Though Zuma and Mbeki each abandoned his membership of the SACP - in which both had served at Politburo level - in 1990, they interpreted this differently. As Gevisser continues in a reliable explanation, as Zuma "became estranged from Mbeki, he would make a point of courting the left in the ANC-SACP-COSATU alliance - and particularly the leadership of the Party, which felt marginalised by Mbeki and his new power elite." In this new conjuncture, Zuma "went out of his way to distance himself from Mbeki's departure from the Party in 1990. Attending a Party policy conference in 2000 at a time when the ANC and the SACP were barely on speaking terms, he referred to the 1990 split - the primal wound in the relationship between the two fraternal organisations - and made it clear that if some had left the Party for ideological reasons, he was not one of them. The imputation was clear: while he, Zuma, might have left the Party for strategic reasons, Mbeki did so because he had lost the faith." (p.472)

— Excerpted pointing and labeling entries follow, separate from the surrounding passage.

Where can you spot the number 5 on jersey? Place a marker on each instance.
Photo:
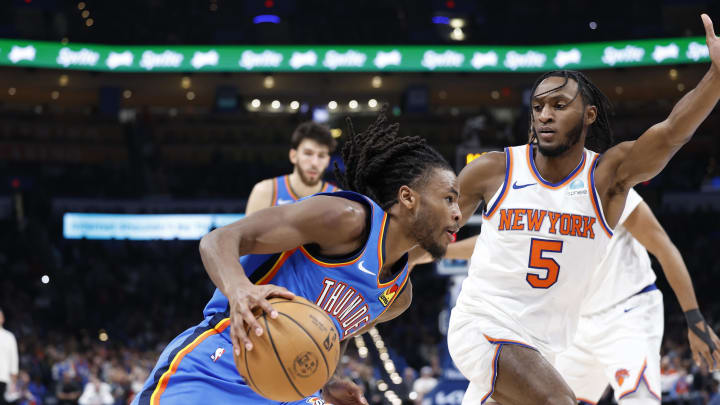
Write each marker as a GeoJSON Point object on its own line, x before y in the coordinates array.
{"type": "Point", "coordinates": [538, 261]}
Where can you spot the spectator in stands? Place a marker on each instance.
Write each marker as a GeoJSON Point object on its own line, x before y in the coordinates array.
{"type": "Point", "coordinates": [424, 384]}
{"type": "Point", "coordinates": [68, 390]}
{"type": "Point", "coordinates": [715, 393]}
{"type": "Point", "coordinates": [96, 392]}
{"type": "Point", "coordinates": [9, 363]}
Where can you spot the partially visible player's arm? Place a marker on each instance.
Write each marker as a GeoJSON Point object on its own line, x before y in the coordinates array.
{"type": "Point", "coordinates": [460, 250]}
{"type": "Point", "coordinates": [478, 180]}
{"type": "Point", "coordinates": [652, 150]}
{"type": "Point", "coordinates": [260, 197]}
{"type": "Point", "coordinates": [335, 224]}
{"type": "Point", "coordinates": [644, 227]}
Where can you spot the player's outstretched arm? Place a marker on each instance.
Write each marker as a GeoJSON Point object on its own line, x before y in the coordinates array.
{"type": "Point", "coordinates": [335, 224]}
{"type": "Point", "coordinates": [478, 180]}
{"type": "Point", "coordinates": [643, 225]}
{"type": "Point", "coordinates": [654, 148]}
{"type": "Point", "coordinates": [460, 250]}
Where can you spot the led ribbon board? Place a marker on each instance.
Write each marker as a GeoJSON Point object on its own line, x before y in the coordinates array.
{"type": "Point", "coordinates": [351, 58]}
{"type": "Point", "coordinates": [143, 226]}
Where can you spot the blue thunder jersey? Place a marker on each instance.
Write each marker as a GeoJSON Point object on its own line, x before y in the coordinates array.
{"type": "Point", "coordinates": [197, 367]}
{"type": "Point", "coordinates": [349, 289]}
{"type": "Point", "coordinates": [284, 194]}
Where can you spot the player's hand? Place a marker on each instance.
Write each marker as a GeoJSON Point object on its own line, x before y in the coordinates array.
{"type": "Point", "coordinates": [702, 352]}
{"type": "Point", "coordinates": [343, 392]}
{"type": "Point", "coordinates": [244, 304]}
{"type": "Point", "coordinates": [712, 41]}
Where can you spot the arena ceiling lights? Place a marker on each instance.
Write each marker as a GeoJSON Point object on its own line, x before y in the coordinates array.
{"type": "Point", "coordinates": [462, 58]}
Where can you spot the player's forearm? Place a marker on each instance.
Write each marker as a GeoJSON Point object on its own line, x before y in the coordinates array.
{"type": "Point", "coordinates": [461, 250]}
{"type": "Point", "coordinates": [678, 277]}
{"type": "Point", "coordinates": [219, 251]}
{"type": "Point", "coordinates": [692, 109]}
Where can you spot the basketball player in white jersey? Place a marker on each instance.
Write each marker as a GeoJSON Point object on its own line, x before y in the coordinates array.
{"type": "Point", "coordinates": [621, 324]}
{"type": "Point", "coordinates": [550, 214]}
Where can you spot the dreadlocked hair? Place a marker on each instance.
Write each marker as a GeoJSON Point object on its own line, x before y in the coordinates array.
{"type": "Point", "coordinates": [378, 161]}
{"type": "Point", "coordinates": [600, 135]}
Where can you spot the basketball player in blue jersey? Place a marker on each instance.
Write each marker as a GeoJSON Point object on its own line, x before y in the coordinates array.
{"type": "Point", "coordinates": [312, 145]}
{"type": "Point", "coordinates": [550, 214]}
{"type": "Point", "coordinates": [345, 251]}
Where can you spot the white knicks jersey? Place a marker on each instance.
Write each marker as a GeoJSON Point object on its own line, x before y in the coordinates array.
{"type": "Point", "coordinates": [625, 270]}
{"type": "Point", "coordinates": [538, 249]}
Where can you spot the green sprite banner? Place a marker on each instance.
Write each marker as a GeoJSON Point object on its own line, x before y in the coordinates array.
{"type": "Point", "coordinates": [461, 58]}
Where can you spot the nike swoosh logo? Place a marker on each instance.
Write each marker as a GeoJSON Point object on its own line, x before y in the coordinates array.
{"type": "Point", "coordinates": [517, 187]}
{"type": "Point", "coordinates": [363, 269]}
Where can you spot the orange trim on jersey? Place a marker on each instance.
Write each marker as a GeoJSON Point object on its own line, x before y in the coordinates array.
{"type": "Point", "coordinates": [163, 382]}
{"type": "Point", "coordinates": [381, 251]}
{"type": "Point", "coordinates": [498, 341]}
{"type": "Point", "coordinates": [275, 267]}
{"type": "Point", "coordinates": [290, 190]}
{"type": "Point", "coordinates": [326, 264]}
{"type": "Point", "coordinates": [637, 383]}
{"type": "Point", "coordinates": [591, 189]}
{"type": "Point", "coordinates": [506, 185]}
{"type": "Point", "coordinates": [273, 201]}
{"type": "Point", "coordinates": [493, 375]}
{"type": "Point", "coordinates": [400, 288]}
{"type": "Point", "coordinates": [543, 182]}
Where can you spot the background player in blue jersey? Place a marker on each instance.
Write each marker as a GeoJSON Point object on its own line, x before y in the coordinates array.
{"type": "Point", "coordinates": [346, 251]}
{"type": "Point", "coordinates": [312, 145]}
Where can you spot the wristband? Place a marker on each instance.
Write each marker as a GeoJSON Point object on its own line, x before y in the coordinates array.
{"type": "Point", "coordinates": [693, 317]}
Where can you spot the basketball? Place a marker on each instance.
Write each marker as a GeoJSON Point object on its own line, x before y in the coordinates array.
{"type": "Point", "coordinates": [296, 354]}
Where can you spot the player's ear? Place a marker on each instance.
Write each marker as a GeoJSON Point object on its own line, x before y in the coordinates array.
{"type": "Point", "coordinates": [407, 197]}
{"type": "Point", "coordinates": [590, 114]}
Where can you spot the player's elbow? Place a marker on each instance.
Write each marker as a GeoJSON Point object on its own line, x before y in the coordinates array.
{"type": "Point", "coordinates": [674, 133]}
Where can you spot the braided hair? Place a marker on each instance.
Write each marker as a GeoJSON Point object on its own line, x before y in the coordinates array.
{"type": "Point", "coordinates": [600, 135]}
{"type": "Point", "coordinates": [378, 162]}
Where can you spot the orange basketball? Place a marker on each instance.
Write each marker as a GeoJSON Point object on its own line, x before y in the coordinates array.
{"type": "Point", "coordinates": [296, 354]}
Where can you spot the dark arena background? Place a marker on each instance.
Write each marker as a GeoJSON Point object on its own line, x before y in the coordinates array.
{"type": "Point", "coordinates": [130, 129]}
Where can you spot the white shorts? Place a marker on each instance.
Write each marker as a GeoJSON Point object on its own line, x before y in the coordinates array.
{"type": "Point", "coordinates": [475, 341]}
{"type": "Point", "coordinates": [618, 346]}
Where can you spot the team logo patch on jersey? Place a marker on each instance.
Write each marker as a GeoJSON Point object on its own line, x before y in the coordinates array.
{"type": "Point", "coordinates": [577, 184]}
{"type": "Point", "coordinates": [621, 375]}
{"type": "Point", "coordinates": [576, 188]}
{"type": "Point", "coordinates": [218, 352]}
{"type": "Point", "coordinates": [387, 296]}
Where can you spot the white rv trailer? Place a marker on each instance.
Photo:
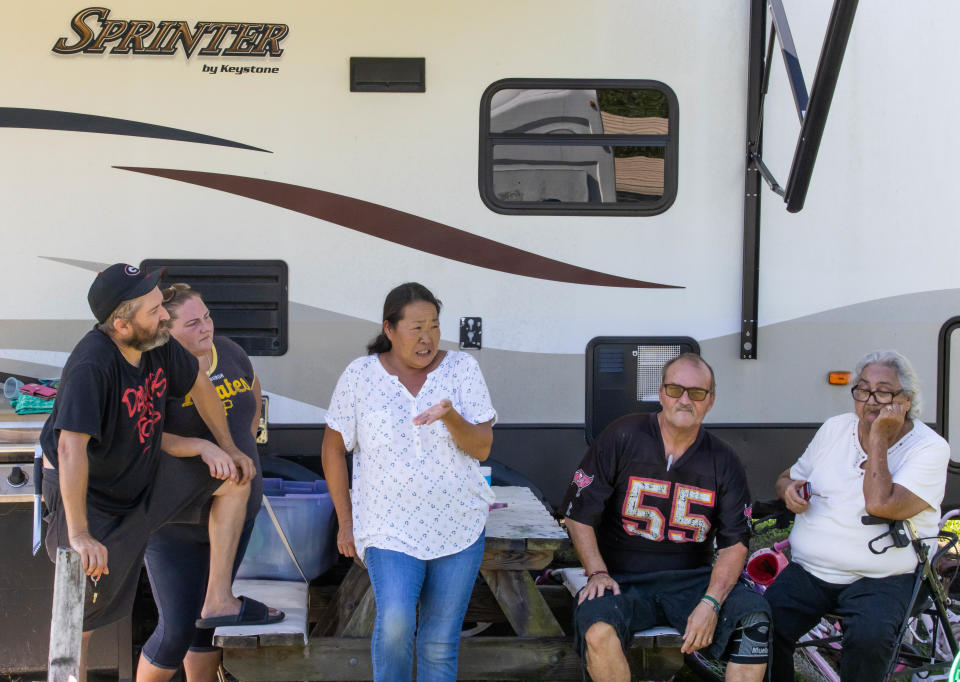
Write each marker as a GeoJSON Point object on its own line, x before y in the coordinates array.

For the SACP, this declaration of continued faith in its ideological goals was a key component of a now dominant political praxis which is certain to reverse the economic policy of Mbeki, after the election in April. In the eyes of the SACP, Mbeki's own reversal of ANC economic policy in 1996, through his high-handed replacement of the ANC's previous statist economic Reconstruction and Development Policy (RDP) with the free-market policy of Growth, Employment and Redistribution (GEAR), was an act of treason, by which he earned the undying hatred of the Party.

Discussion of this "primal wound" now separating the ANC, significantly led by the SACP, from Cope - representing the nucleus of Mbeki's former government - will have to wait for a later article. It is a subject, also a very major one, unfortunately also very poorly covered in Gordin's biography.

One may see from the three points canvassed above, however, the meaning of ex-President Mbeki (who on this subject should know what he was writing about), when in a long letter of 8th October last year to Jacob Zuma, he referred to people who might "act in the manner of the ‘anointed personality', such as the late Kim Il-Sung determined to the people of North Korea" (see here).

No-one could know a "Kim Il-Sung" better than another former member of the Politburo. This crucial dimension, relating to the character and morality of the administration of political power, with its menacing reference to North Korea, is absent from Gordin's book, which cannot be regarded as providing an adequate analysis.